04 May 2020
Blended families and planning for your future during lockdown
The number of blended families, where a couple may have children from previous relationships, is on the rise. While we are in the midst of a global pandemic, many couples are starting to think about the future should one of them pass away and how they can best provide for their surviving partner and children.
Create a will
This ensures that your assets pass to the individuals that you have chosen, rather than the intestacy rules applying. Wills can be updated or created remotely during the lockdown.
Joint tenants or tenants in common
If you and your partner are ‘Joint Tenants’ of your property, upon your death, your partner will automatically assume your share. However, if you have children from a previous relationship, you may not wish for this to happen. Another option is to become ‘Tenants in Common’ and to have a Declaration of Trust setting out the proportion of the property that you each own, which can be ringfenced for children. The share of the property could reflect how much money each of you has contributed to the purchase of the house. Despite the lockdown, property ownership
s can be changed electronically through the Land Registry.
Life interest trust
You can specify that after you pass away, your partner can remain in the property for the rest of their lives or to a time of your choosing and once they pass away, the trust would end and your share of the property would be left to the beneficiaries named in your will.

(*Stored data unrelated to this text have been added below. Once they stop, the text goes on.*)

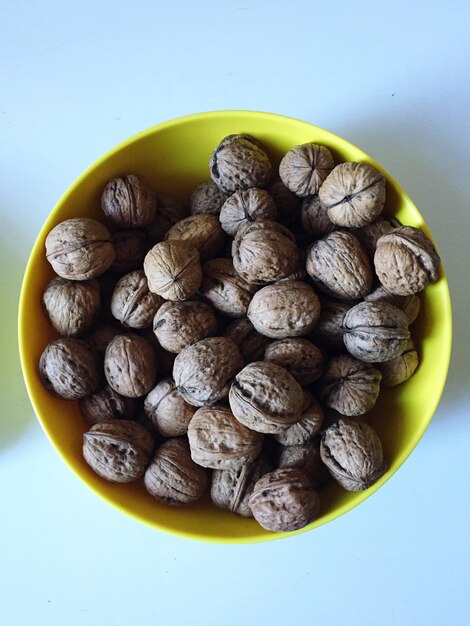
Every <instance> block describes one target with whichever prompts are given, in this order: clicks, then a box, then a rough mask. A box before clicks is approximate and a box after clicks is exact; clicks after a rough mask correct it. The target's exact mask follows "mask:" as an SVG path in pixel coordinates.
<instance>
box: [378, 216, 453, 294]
mask: <svg viewBox="0 0 470 626" xmlns="http://www.w3.org/2000/svg"><path fill="white" fill-rule="evenodd" d="M374 264H375V271H376V273H377V276H378V278H379V280H380V282H381V283H382V285H383V286H384V287H385V289H386V290H387V291H389V292H390V293H394V294H397V295H399V296H409V295H411V294H415V293H419V292H420V291H422V290H423V289H424V288H425V287H426V285H427V284H428V283H430V282H432V283H433V282H436V280H437V278H438V272H439V267H440V264H441V260H440V258H439V255H438V253H437V251H436V248H435V247H434V244H433V243H432V241H431V240H430V239H428V237H426V235H425V234H424V233H423V232H422V231H420V230H419V229H417V228H413V227H412V226H402V227H400V228H396V229H395V230H392V232H391V233H389V234H388V235H384V236H383V237H381V238H380V239H379V240H378V242H377V249H376V251H375V256H374Z"/></svg>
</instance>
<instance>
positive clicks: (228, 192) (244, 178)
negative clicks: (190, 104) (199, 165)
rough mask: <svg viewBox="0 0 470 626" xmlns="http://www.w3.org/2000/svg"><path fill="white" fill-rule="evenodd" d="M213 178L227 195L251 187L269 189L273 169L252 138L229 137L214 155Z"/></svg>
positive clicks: (210, 163)
mask: <svg viewBox="0 0 470 626" xmlns="http://www.w3.org/2000/svg"><path fill="white" fill-rule="evenodd" d="M209 169H210V173H211V178H212V180H213V181H214V183H215V184H216V185H217V187H219V189H220V190H221V191H222V192H224V193H227V194H230V193H234V192H235V191H238V190H239V189H248V188H249V187H266V185H268V183H269V181H270V180H271V178H272V174H273V169H272V165H271V162H270V160H269V157H268V155H267V154H266V152H265V151H264V149H263V147H262V145H261V143H260V142H259V141H258V140H256V139H253V137H250V136H249V135H229V136H228V137H225V138H224V139H223V140H222V141H221V142H220V144H219V145H218V146H217V148H216V149H215V150H214V152H213V153H212V155H211V158H210V161H209Z"/></svg>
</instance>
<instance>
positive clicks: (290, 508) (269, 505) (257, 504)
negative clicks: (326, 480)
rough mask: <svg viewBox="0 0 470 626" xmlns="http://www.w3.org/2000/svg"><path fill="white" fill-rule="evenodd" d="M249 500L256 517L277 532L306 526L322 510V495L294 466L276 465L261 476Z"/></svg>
mask: <svg viewBox="0 0 470 626" xmlns="http://www.w3.org/2000/svg"><path fill="white" fill-rule="evenodd" d="M248 504H249V506H250V508H251V511H252V513H253V516H254V518H255V519H256V521H257V522H258V523H259V524H260V525H261V526H262V527H263V528H265V529H266V530H271V531H274V532H291V531H293V530H299V529H300V528H304V526H307V524H310V522H312V521H313V520H314V519H315V518H316V517H317V515H318V513H319V511H320V498H319V496H318V493H317V492H316V491H315V490H314V489H312V487H311V485H310V480H309V478H308V476H307V475H306V474H305V473H304V472H303V471H302V470H299V469H297V468H293V467H289V468H285V469H277V470H274V471H273V472H269V473H268V474H265V475H264V476H263V477H262V478H260V479H259V480H258V482H257V483H256V484H255V486H254V489H253V493H252V494H251V496H250V499H249V500H248Z"/></svg>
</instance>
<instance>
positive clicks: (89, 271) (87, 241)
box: [46, 217, 115, 280]
mask: <svg viewBox="0 0 470 626" xmlns="http://www.w3.org/2000/svg"><path fill="white" fill-rule="evenodd" d="M114 256H115V252H114V247H113V245H112V243H111V235H110V233H109V231H108V229H107V228H106V227H105V226H103V224H100V223H99V222H97V221H96V220H93V219H91V218H89V217H78V218H74V219H70V220H65V221H64V222H61V223H60V224H57V226H55V227H54V228H53V229H52V230H51V231H50V233H49V234H48V235H47V237H46V258H47V260H48V261H49V263H50V264H51V265H52V267H53V269H54V272H55V273H56V274H58V275H59V276H61V277H62V278H68V279H69V280H87V279H89V278H95V277H96V276H99V275H100V274H103V273H104V272H105V271H106V270H107V269H108V268H109V267H110V265H111V264H112V262H113V261H114Z"/></svg>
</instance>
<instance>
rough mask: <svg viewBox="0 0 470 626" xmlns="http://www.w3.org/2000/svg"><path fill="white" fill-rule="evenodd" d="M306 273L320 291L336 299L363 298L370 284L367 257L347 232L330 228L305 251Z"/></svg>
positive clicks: (370, 275)
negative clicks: (305, 251) (320, 238)
mask: <svg viewBox="0 0 470 626" xmlns="http://www.w3.org/2000/svg"><path fill="white" fill-rule="evenodd" d="M307 272H308V273H309V275H310V277H311V278H312V280H313V281H314V283H315V284H316V285H317V287H318V288H319V289H320V290H321V291H324V292H325V293H326V294H328V295H330V296H333V297H335V298H338V299H340V300H354V299H359V298H363V297H364V296H365V295H366V294H368V293H369V291H370V290H371V287H372V278H373V273H372V268H371V265H370V262H369V259H368V257H367V254H366V252H365V250H364V249H363V248H362V246H361V244H360V243H359V241H358V239H356V237H354V235H352V234H351V233H345V232H338V231H334V232H332V233H330V234H329V235H326V236H325V237H323V238H322V239H319V240H318V241H315V242H314V243H313V244H312V245H311V246H310V248H309V250H308V253H307Z"/></svg>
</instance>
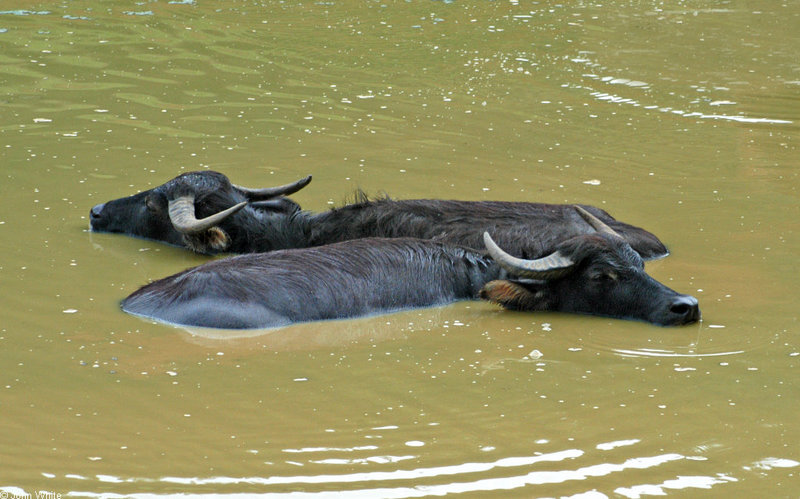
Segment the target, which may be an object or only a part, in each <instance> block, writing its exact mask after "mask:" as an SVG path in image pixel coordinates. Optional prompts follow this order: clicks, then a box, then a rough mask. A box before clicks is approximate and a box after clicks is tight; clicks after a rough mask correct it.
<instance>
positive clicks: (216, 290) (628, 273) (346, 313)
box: [122, 208, 700, 329]
mask: <svg viewBox="0 0 800 499" xmlns="http://www.w3.org/2000/svg"><path fill="white" fill-rule="evenodd" d="M576 211H578V212H579V213H581V215H582V216H584V214H585V216H587V217H590V219H593V218H594V217H592V215H590V214H586V212H585V211H584V210H582V209H580V208H576ZM595 223H597V224H599V225H597V226H596V227H599V228H597V230H596V231H595V232H593V233H591V234H582V235H579V236H575V237H572V238H570V239H568V240H566V241H564V242H562V243H559V244H558V245H557V246H556V249H555V251H554V252H553V253H552V254H550V255H548V256H546V257H542V258H539V259H535V260H525V259H518V258H515V257H513V256H512V255H509V254H508V253H505V252H504V251H503V250H502V249H500V248H499V247H498V246H497V245H496V244H495V243H494V241H493V240H492V238H491V237H490V236H489V235H488V234H484V241H485V244H486V246H487V247H488V249H489V255H487V254H485V253H483V252H479V251H475V250H471V249H469V248H464V247H459V246H452V245H449V244H445V243H440V242H436V241H430V240H421V239H411V238H394V239H383V238H365V239H355V240H349V241H344V242H340V243H335V244H330V245H325V246H319V247H313V248H304V249H293V250H281V251H275V252H271V253H259V254H252V255H240V256H237V257H232V258H228V259H224V260H217V261H214V262H210V263H207V264H205V265H201V266H199V267H195V268H193V269H189V270H186V271H183V272H181V273H179V274H175V275H173V276H170V277H167V278H164V279H161V280H158V281H155V282H152V283H150V284H148V285H146V286H144V287H142V288H140V289H139V290H138V291H136V292H134V293H133V294H131V295H130V296H129V297H128V298H126V299H125V300H124V301H123V302H122V309H123V310H125V311H126V312H128V313H132V314H136V315H141V316H145V317H150V318H153V319H156V320H159V321H163V322H168V323H174V324H181V325H186V326H203V327H218V328H229V329H240V328H270V327H277V326H284V325H288V324H292V323H296V322H305V321H313V320H323V319H340V318H347V317H359V316H364V315H370V314H376V313H386V312H391V311H395V310H400V309H405V308H416V307H427V306H434V305H443V304H446V303H452V302H454V301H458V300H472V299H478V298H483V299H486V300H489V301H492V302H495V303H498V304H500V305H502V306H503V307H505V308H510V309H515V310H525V311H536V310H549V311H564V312H573V313H584V314H594V315H603V316H610V317H618V318H625V319H636V320H643V321H647V322H650V323H653V324H658V325H680V324H687V323H691V322H694V321H697V320H698V319H699V318H700V309H699V307H698V305H697V300H696V299H695V298H693V297H691V296H687V295H681V294H679V293H677V292H675V291H673V290H671V289H669V288H667V287H666V286H664V285H663V284H661V283H659V282H657V281H656V280H654V279H653V278H652V277H650V276H648V275H647V274H646V273H645V272H644V264H643V262H642V258H641V256H640V255H639V254H638V253H637V252H636V251H634V250H633V249H632V248H631V246H630V245H629V244H628V243H627V242H626V241H625V240H624V239H622V238H621V237H620V236H618V235H617V234H616V233H614V232H613V231H611V230H610V229H608V227H607V226H605V225H603V224H602V222H600V221H598V220H597V219H594V221H593V222H592V224H595ZM602 228H605V229H608V231H605V230H601V229H602Z"/></svg>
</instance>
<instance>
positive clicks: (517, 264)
mask: <svg viewBox="0 0 800 499" xmlns="http://www.w3.org/2000/svg"><path fill="white" fill-rule="evenodd" d="M483 243H484V244H485V245H486V249H487V250H488V251H489V255H490V256H491V257H492V258H493V259H494V261H496V262H497V263H498V264H499V265H500V266H501V267H502V268H504V269H505V270H506V271H508V272H509V273H511V274H513V275H515V276H520V277H530V278H532V279H550V278H553V277H557V276H559V275H563V274H565V273H567V272H569V271H570V270H571V269H572V266H573V265H575V262H573V261H572V260H571V259H570V258H567V257H565V256H563V255H561V254H560V253H559V252H558V251H556V252H555V253H553V254H551V255H548V256H545V257H542V258H538V259H536V260H524V259H522V258H517V257H515V256H511V255H509V254H508V253H506V252H505V251H503V250H502V249H500V247H499V246H497V244H496V243H495V242H494V240H493V239H492V236H490V235H489V233H488V232H484V233H483Z"/></svg>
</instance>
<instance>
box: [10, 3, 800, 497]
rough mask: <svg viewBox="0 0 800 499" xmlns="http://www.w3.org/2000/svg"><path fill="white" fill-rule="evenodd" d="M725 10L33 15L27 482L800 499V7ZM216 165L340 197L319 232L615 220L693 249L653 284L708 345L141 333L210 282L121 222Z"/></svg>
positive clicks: (26, 406)
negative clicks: (455, 217) (799, 422)
mask: <svg viewBox="0 0 800 499" xmlns="http://www.w3.org/2000/svg"><path fill="white" fill-rule="evenodd" d="M724 7H725V8H720V6H719V5H717V4H711V3H709V2H704V1H700V2H696V4H695V5H692V6H686V5H682V6H678V7H675V6H673V7H670V8H662V7H659V6H657V5H651V4H646V5H645V4H643V5H632V4H631V3H630V2H627V3H621V2H614V1H612V2H602V3H596V2H580V3H570V2H566V3H562V4H554V3H539V4H524V3H522V2H516V1H512V2H478V3H469V2H430V1H419V2H401V3H398V4H391V3H366V4H364V3H358V4H356V3H353V2H316V3H307V4H306V3H294V4H289V3H280V2H271V1H267V2H260V3H259V2H256V3H253V2H249V3H248V2H227V3H225V4H222V3H212V4H209V3H205V2H192V1H177V2H150V3H147V4H142V5H133V4H129V3H122V2H115V1H111V2H104V3H103V4H102V7H99V6H98V4H97V2H85V1H81V0H79V1H72V2H68V3H63V2H62V3H56V2H47V1H45V2H43V3H42V2H40V3H39V4H37V5H35V6H33V5H28V6H25V5H15V6H11V7H2V8H0V80H2V82H3V92H2V94H0V106H1V107H2V110H3V112H2V113H0V159H1V160H2V165H3V174H2V175H3V178H2V182H0V190H1V191H2V196H0V203H2V210H0V249H2V254H3V258H2V260H0V312H2V317H3V322H2V324H0V365H2V366H3V369H2V374H1V375H0V407H2V410H3V429H2V430H0V448H2V449H3V459H2V464H3V473H2V476H0V490H2V491H3V492H4V493H7V494H9V495H19V496H21V495H23V494H24V493H28V494H31V495H35V491H41V490H53V491H54V492H56V493H61V494H62V495H64V496H65V495H66V494H67V493H70V494H71V495H77V496H90V497H120V496H124V497H131V496H136V495H137V494H138V495H139V496H142V497H144V496H177V495H179V494H190V495H233V494H249V495H253V494H260V495H264V496H270V495H289V494H292V495H293V496H302V495H309V496H327V495H337V493H340V492H345V493H346V494H345V495H347V496H348V497H358V496H368V497H375V496H380V497H418V496H435V495H443V494H458V493H471V494H472V495H476V496H484V495H487V496H500V495H502V496H506V495H508V496H517V497H530V496H545V497H556V496H558V497H564V496H567V497H568V496H581V497H611V496H622V497H646V496H648V495H662V494H681V495H695V494H702V493H707V494H711V495H714V496H717V495H723V494H729V495H732V496H737V497H760V496H776V497H783V496H787V495H793V494H795V492H796V486H795V485H794V483H795V482H796V475H797V472H798V463H799V462H800V454H798V450H797V449H796V448H795V447H796V445H795V444H796V442H797V441H798V440H800V428H799V427H798V426H797V425H796V424H795V420H796V412H797V407H796V405H797V404H796V400H797V396H796V392H797V383H796V382H795V381H794V380H795V378H796V376H795V374H796V370H797V368H798V365H800V364H798V362H800V348H798V345H797V341H796V333H797V327H798V314H797V310H798V308H799V305H800V304H799V303H798V301H797V297H798V296H800V289H798V284H797V278H796V264H797V258H796V255H797V250H798V247H800V239H798V234H799V233H800V231H798V229H799V228H800V227H799V226H798V223H797V220H798V219H800V203H798V202H797V201H798V188H799V187H800V183H799V182H798V181H799V180H800V174H799V173H798V172H797V169H796V164H797V157H798V156H797V142H798V138H800V137H799V136H798V131H800V127H798V123H800V99H798V92H797V89H798V81H797V80H798V78H797V74H796V70H797V53H796V52H797V50H796V47H798V46H800V39H798V36H800V35H799V34H798V33H800V32H798V30H797V29H796V24H797V23H796V22H794V21H796V19H797V18H798V16H800V11H798V6H797V5H796V4H794V3H791V2H788V3H782V4H775V5H773V3H768V2H765V1H755V2H750V3H748V4H747V5H738V4H736V5H734V4H731V5H725V6H724ZM204 168H213V169H216V170H220V171H222V172H223V173H225V174H226V175H228V176H230V177H231V178H233V179H235V181H236V182H237V183H241V184H243V185H279V184H282V183H286V182H288V181H291V180H294V179H296V178H299V177H300V176H304V175H307V174H313V175H314V179H315V180H314V183H313V184H312V186H311V187H309V189H306V190H304V191H301V192H299V193H297V194H296V195H295V196H293V197H294V198H295V199H296V200H297V201H298V202H299V203H300V204H301V205H302V206H303V207H304V208H308V209H311V210H321V209H325V208H327V207H328V206H329V205H331V204H340V203H341V202H342V201H343V200H344V199H347V197H348V196H351V195H352V192H353V191H354V190H355V189H356V188H363V189H364V190H365V191H366V192H368V193H370V194H378V193H381V192H387V193H388V194H390V195H391V196H393V197H397V198H426V197H434V198H453V199H506V200H517V201H541V202H554V203H563V202H566V203H572V202H583V203H588V204H593V205H597V206H600V207H602V208H604V209H606V210H608V211H609V212H611V213H612V214H613V215H615V216H617V217H618V218H621V219H623V220H625V221H627V222H630V223H633V224H636V225H640V226H644V227H646V228H647V229H649V230H651V231H653V232H654V233H656V234H658V236H659V237H660V238H661V239H663V240H664V241H665V242H666V243H667V244H668V246H669V248H670V251H671V254H670V256H669V257H668V258H665V259H664V260H662V261H659V262H649V263H648V273H650V274H651V275H653V277H655V278H656V279H657V280H659V281H661V282H664V283H665V284H667V285H668V286H670V287H671V288H673V289H676V290H679V291H682V292H687V293H691V294H694V295H696V296H698V298H699V300H700V302H701V307H702V308H703V314H704V320H703V322H701V323H699V324H696V325H693V326H689V327H683V328H671V329H665V328H658V327H653V326H650V325H647V324H641V323H635V322H624V321H614V320H609V319H603V318H597V317H579V316H569V315H563V314H521V313H513V312H507V311H501V310H498V309H497V308H496V307H493V306H491V305H488V304H484V303H477V302H476V303H460V304H455V305H452V306H448V307H440V308H432V309H425V310H418V311H409V312H401V313H398V314H390V315H386V316H381V317H370V318H364V319H359V320H354V321H330V322H325V323H315V324H305V325H299V326H293V327H291V328H284V329H279V330H273V331H258V332H253V333H252V336H250V337H246V336H241V332H237V334H239V335H240V336H238V337H232V336H231V334H230V332H224V331H204V330H192V331H186V330H183V329H179V328H172V327H169V326H164V325H160V324H153V323H150V322H148V321H143V320H140V319H138V318H135V317H130V316H127V315H125V314H123V313H122V312H121V311H120V310H119V305H118V304H119V300H121V299H122V298H123V297H124V296H126V295H127V294H129V293H130V292H132V291H133V290H134V289H136V288H137V287H138V286H140V285H141V284H143V283H145V282H147V281H148V280H151V279H156V278H159V277H163V276H165V275H170V274H172V273H175V272H177V271H179V270H181V269H183V268H186V267H190V266H193V265H197V264H200V263H202V262H204V261H207V258H206V257H202V256H198V255H193V254H191V253H187V252H185V251H182V250H180V249H178V248H171V247H167V246H163V245H159V244H157V243H153V242H150V241H142V240H134V239H130V238H125V237H120V236H115V235H110V234H93V233H90V232H88V231H87V226H88V220H87V215H88V211H89V209H90V208H91V206H93V205H94V204H96V203H98V202H101V201H105V200H108V199H112V198H116V197H121V196H125V195H129V194H130V193H131V191H132V189H146V188H148V187H152V186H154V185H158V184H160V183H161V182H163V180H164V179H167V178H172V177H174V176H176V175H178V174H180V173H182V172H184V171H190V170H196V169H204ZM706 490H709V492H706ZM70 491H72V492H70ZM338 495H342V494H338Z"/></svg>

The same principle applies if you have a rental property and you wish for the income to pass to your surviving spouse or civil partner for a fixed period of time after death. This could be vital during this time when the coronavirus’s impact on the economy is affecting people’s ability to generate income. This will give the surviving partner time to find their feet and after that period, the ringfenced share of property could pass to your children.
Inheritance tax implications
It is important to remember that there are inheritance tax implications for setting up these types of trusts, which specialists can advise on.
But, generally speaking, if one person leaves their interest in the property (which has a value of over £325,000) entirely to a partner (if you are not married), there would be inheritance tax implications. If, however, the decision is made to leave the share of the property to direct descendants, the residence nil-rate band (RNRB) applies which will result in an additional £175,000 of tax-free allowance, depending on the size of your estate.
Lasting powers of attorney
During this crisis, many people are thinking more than ever before about choosing an attorney who they trust, should they lose capacity. A Lasting Power of Attorney can make financial and/or welfare decisions on your behalf when you are no longer able to do so. It’s important that your partner and children know the details.